Orban announced the decision in a letter to the chairman of the EPP, Manfred Weber, on Wednesday, making good on his threat to leave the grouping over changes to its internal rules.

The changes, which were voted in by the EPP on Wednesday, allow it to suspend entire political parties rather than just individual MEPs.

Orban said that the reforms “are clearly a hostile move against Fidesz”, which had been sanctioned by the EPP since March 2019 for its anti-Brussels stance.

In his letter on Wednesday, the leader said that the rules were “undemocratic, unjust and unacceptable” at a time when “hundreds of thousands of Europeans are hospitalised and our doctors are saving lives.”

It was shared by Fidesz vice-president Katalin Novak on Twitter, who said the party “will not let our MEPs be silenced or limited in their capacity to represent our voters”.

The EPP said in a statement it “respects and welcomes the majority vote on the adoption of the new rules of procedure” in the European Parliament.

On the Hungarian party’s departure from the group, it added that Fidesz “is now facing an exclusion procedure from the party, under Article 3 of the EPP Statutes” and “this must be decided by the EPP Political Assembly, which will meet when it is safe to do so given the current pandemic situation”.
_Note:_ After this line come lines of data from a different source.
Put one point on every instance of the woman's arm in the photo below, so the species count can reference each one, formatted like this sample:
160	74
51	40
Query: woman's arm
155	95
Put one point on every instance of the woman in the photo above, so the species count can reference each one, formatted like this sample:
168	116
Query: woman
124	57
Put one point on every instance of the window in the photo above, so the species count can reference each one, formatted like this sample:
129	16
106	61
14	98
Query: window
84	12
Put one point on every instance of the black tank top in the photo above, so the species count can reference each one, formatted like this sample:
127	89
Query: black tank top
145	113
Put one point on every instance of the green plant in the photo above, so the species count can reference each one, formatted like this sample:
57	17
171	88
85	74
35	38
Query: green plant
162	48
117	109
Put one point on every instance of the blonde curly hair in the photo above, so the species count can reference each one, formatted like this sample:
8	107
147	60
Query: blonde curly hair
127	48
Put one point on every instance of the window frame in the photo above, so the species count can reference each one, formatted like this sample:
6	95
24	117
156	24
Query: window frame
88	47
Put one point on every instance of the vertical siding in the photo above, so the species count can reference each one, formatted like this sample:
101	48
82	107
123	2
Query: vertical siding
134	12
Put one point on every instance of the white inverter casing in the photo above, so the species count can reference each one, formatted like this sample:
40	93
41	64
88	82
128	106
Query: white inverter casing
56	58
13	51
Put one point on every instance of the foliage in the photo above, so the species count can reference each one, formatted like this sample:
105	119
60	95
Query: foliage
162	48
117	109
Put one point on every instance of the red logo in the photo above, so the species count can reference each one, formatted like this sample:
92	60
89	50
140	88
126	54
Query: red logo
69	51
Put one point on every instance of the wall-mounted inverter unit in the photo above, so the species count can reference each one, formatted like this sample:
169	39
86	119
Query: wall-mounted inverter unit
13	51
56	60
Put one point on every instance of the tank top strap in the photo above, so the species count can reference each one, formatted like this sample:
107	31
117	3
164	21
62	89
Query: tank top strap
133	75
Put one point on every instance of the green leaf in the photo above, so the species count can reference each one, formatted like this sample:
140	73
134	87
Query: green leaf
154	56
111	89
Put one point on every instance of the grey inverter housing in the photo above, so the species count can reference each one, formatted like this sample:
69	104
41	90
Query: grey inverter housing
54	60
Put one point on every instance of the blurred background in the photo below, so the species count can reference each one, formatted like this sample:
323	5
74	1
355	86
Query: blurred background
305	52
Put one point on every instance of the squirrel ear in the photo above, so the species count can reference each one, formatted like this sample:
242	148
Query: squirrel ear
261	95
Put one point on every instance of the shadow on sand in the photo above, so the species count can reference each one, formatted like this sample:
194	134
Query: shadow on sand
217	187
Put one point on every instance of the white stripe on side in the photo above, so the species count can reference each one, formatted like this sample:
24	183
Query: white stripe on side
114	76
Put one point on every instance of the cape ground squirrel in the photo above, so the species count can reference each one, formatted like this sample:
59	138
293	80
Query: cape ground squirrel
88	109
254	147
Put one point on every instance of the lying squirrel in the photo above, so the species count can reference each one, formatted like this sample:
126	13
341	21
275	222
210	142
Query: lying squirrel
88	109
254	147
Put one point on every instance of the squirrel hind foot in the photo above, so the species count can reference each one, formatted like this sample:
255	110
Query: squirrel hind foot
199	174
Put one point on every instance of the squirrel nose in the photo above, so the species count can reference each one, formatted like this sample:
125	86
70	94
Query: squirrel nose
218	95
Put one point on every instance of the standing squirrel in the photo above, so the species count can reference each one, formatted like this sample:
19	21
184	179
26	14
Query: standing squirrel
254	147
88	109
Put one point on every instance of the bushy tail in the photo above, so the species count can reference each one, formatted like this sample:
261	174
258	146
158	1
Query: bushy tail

Orban’s move will have little consequence for Fidesz or for the EPP, which will retain its status as the largest political grouping in the European Parliament even without the 12 Hungarian MEPs.

One Hungarian MEP, with the Christian Democratic People’s Party (KDNP), which is a coalition partner of Fidesz, will remain part of the EPP.

The rule changes were voted into force by 82% of members of the EPP. In response to the Orban letter, Esther de Lange, of the Dutch CDA, said that Fidesz’s departure was “inevitable.”

“Mentally, we had already said goodbye to him,” she said.

“Our door is open to all parties who agree with the core values ​​of the EPP. In recent years, Orban has unfortunately drifted miles away from these core values, crossing a moral boundary time and time again.”

Since becoming prime minister a decade ago, Orban has regularly clashed with the European Union over issues of judicial reform, media freedom and the rule of law.

In 2015, his hardline reactions to the migrant crisis saw Hungary’s response sanctioned by the European Court of Justice.